Também na sexta-feira, o ministro do Desenvolvimento Social, a representante do ACNUR e o ministro da Casa Civil, Eliseu Padilha, visitaram os locais de acolhida nas duas cidades. “Quero agradecer profundamento o governo federal e os municípios de Canoas e de Esteio por, mais uma vez, o Rio Grande do Sul ser solidário com a causa dos refugiados. Há mais de 15 anos o ACNUR atua com a ASAV no estado e estamos juntos neste novo desafio”, destacou Isabel.

A representante do ACNUR lembrou que 2,3 milhões de venezuelanos e venezuelanas já deixaram seu país, sendo 1,6 milhão desde 2015. A maioria teve como destino países vizinhos da Venezuela na América do Sul. “Estas pessoas não escolheram sair. Foram forçadas a deixar seu país por vários fatores”, lembrou a chefe do ACNUR no Brasil.

Por força do acordo de cooperação técnica assinado no Rio Grande do Sul, MDS e ACNUR irão capacitar a rede social e assistencial sobre estratégias de acolhimento de solicitantes de refúgio e migrantes, além de articular a oferta de serviços de acolhimento nas regiões de fronteira ou em cidades envolvidas com a estratégia de interiorização. O MDS e o ACNUR também irão capacitar equipes que atuam tanto na triagem como nos abrigos de Pacaraima e Boa Vista que acolhem solicitantes de refúgio e migrantes venezuelanos.

“O ACNUR e outras agências da ONU estão trabalhando com o poder público, com a sociedade civil e com o setor privado numa coordenação que considero exemplar. Os desafios nos estados de Roraima e Amazonas são grandes, e estamos aqui para contribuir com a interiorização. Estou feliz por fazer isso com nosso parceiro ASAV”, disse a representante do ACNUR, lembrando que este apoio é possível por causa das doações da comunidade internacional, vindas, por exemplo, de Estados Unidos, Canadá e União Europeia.

De acordo com ministro do Desenvolvimento Social, os venezuelanos e venezuelanas que chegarão ao Rio Grande do Sul possuem os mais variados perfis. Muitos têm qualificação superior. O ministro se mostrou confiante com a receptividade do povo gaúcho, que deve acelerar o processo de adaptação dos venezuelanos.

“A expectativa é de que em menos de seis meses eles possam se integrar à sociedade, agilizando o processo de desocupação dos abrigos. Na conversa com os prefeitos, já temos notícias de ofertas de vagas de emprego por empresários das duas cidades”, afirmou o ministro. “Temos uma grande oportunidade para os venezuelanos e para os gaúchos. Todos ganham”, ressaltou a representante do ACNUR.

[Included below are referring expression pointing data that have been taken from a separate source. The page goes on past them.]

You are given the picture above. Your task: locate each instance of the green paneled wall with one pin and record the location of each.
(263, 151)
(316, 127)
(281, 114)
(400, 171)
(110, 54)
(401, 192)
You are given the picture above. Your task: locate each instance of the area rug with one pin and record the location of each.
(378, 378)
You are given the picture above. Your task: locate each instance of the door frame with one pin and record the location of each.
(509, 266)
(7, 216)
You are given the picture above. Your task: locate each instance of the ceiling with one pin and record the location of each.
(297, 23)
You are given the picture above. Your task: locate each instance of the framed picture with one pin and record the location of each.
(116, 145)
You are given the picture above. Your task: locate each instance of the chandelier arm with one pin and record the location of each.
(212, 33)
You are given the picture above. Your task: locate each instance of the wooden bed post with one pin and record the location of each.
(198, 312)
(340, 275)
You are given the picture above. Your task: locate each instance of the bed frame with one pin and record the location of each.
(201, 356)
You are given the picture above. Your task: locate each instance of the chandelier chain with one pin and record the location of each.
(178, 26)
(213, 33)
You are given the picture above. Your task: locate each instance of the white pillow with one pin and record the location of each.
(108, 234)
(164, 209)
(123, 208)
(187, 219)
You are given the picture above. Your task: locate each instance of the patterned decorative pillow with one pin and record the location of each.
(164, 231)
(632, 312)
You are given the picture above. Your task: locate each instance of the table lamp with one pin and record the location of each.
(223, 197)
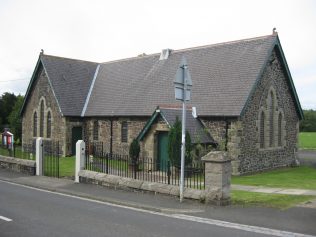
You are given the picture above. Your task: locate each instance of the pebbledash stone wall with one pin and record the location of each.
(18, 165)
(226, 132)
(251, 156)
(135, 125)
(42, 91)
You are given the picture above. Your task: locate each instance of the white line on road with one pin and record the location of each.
(225, 224)
(5, 218)
(249, 228)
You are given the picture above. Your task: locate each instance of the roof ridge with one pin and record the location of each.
(190, 48)
(74, 59)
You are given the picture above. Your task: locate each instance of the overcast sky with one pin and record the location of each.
(103, 31)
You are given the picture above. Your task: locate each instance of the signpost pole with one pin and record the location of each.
(183, 85)
(183, 135)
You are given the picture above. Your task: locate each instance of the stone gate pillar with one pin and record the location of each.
(217, 177)
(39, 156)
(80, 158)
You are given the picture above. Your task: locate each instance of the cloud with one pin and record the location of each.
(101, 31)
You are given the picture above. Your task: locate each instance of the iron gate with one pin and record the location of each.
(51, 157)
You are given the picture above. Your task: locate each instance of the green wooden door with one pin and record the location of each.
(163, 151)
(76, 135)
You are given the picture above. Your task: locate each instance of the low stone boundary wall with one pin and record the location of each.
(113, 181)
(18, 165)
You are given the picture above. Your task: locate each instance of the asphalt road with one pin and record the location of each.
(36, 212)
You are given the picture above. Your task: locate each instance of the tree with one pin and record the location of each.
(174, 145)
(308, 124)
(14, 118)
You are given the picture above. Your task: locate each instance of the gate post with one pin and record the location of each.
(80, 157)
(217, 177)
(39, 156)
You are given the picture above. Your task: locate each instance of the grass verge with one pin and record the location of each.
(298, 177)
(281, 201)
(307, 140)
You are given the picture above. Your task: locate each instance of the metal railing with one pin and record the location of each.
(146, 169)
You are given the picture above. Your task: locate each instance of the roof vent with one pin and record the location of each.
(194, 113)
(165, 54)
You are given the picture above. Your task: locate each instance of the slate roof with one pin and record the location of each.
(71, 80)
(223, 76)
(193, 125)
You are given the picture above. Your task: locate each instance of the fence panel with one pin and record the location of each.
(146, 169)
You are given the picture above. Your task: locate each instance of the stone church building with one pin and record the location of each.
(242, 90)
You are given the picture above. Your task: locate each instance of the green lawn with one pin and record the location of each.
(307, 140)
(298, 177)
(281, 201)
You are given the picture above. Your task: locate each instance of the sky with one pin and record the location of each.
(106, 30)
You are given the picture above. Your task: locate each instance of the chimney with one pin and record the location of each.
(165, 54)
(194, 113)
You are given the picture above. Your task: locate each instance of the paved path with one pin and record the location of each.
(299, 219)
(261, 189)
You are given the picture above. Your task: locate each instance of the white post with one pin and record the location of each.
(80, 156)
(39, 156)
(183, 135)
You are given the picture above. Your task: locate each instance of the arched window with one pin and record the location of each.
(49, 125)
(42, 119)
(35, 125)
(271, 119)
(95, 130)
(261, 137)
(280, 130)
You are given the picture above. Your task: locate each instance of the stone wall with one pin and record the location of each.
(253, 158)
(18, 165)
(217, 128)
(150, 142)
(135, 125)
(41, 91)
(71, 122)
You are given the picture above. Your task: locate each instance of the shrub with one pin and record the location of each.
(134, 150)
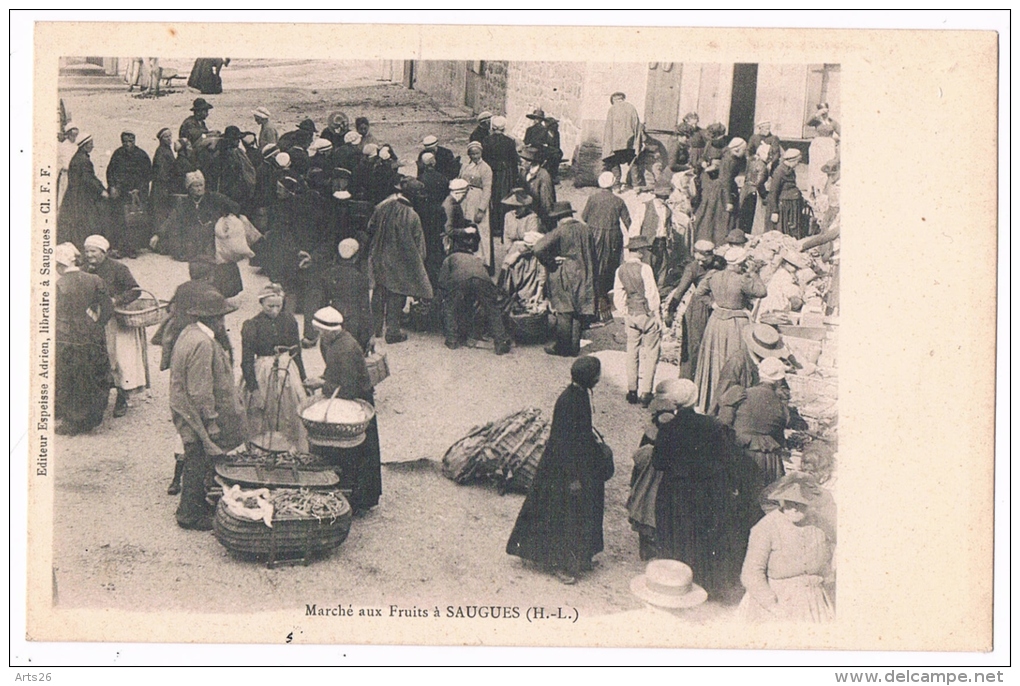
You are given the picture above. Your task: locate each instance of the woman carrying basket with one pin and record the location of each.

“Este é um trabalho coletivo inédito, em que prefeituras, governo federal e sociedade civil reúnem esforços para seguir em frente com um bom plano de trabalho de integração e proteção dos venezuelanos. Nós da ASAV temos com o Serviço Jesuíta a Migrantes e Refugiados (SJMR) uma grande experiência e estamos oferecendo toda a tecnologia social que desenvolvemos em 15 anos para apoiar os municípios nesse trabalho humanitário, para que todos se sintam acolhidos aqui no estado”, destacou a coordenadora do Programa de Reassentamento Solidário da ASAV, Karin Wapechowski.

Até o momento, o processo de interiorização de venezuelanos já chegou a 820 pessoas, abrigadas nos estados de Amazonas, Paraíba, Pernambuco, Mato Grosso, Rio de Janeiro e São Paulo, além do Distrito Federal. O processo é promovido pelo governo federal com o apoio do ACNUR, da Agência da ONU para as Migrações (OIM), do Fundo de População das Nações Unidas (UNFPA) e do Programa das Nações Unidas para o Desenvolvimento (PNUD).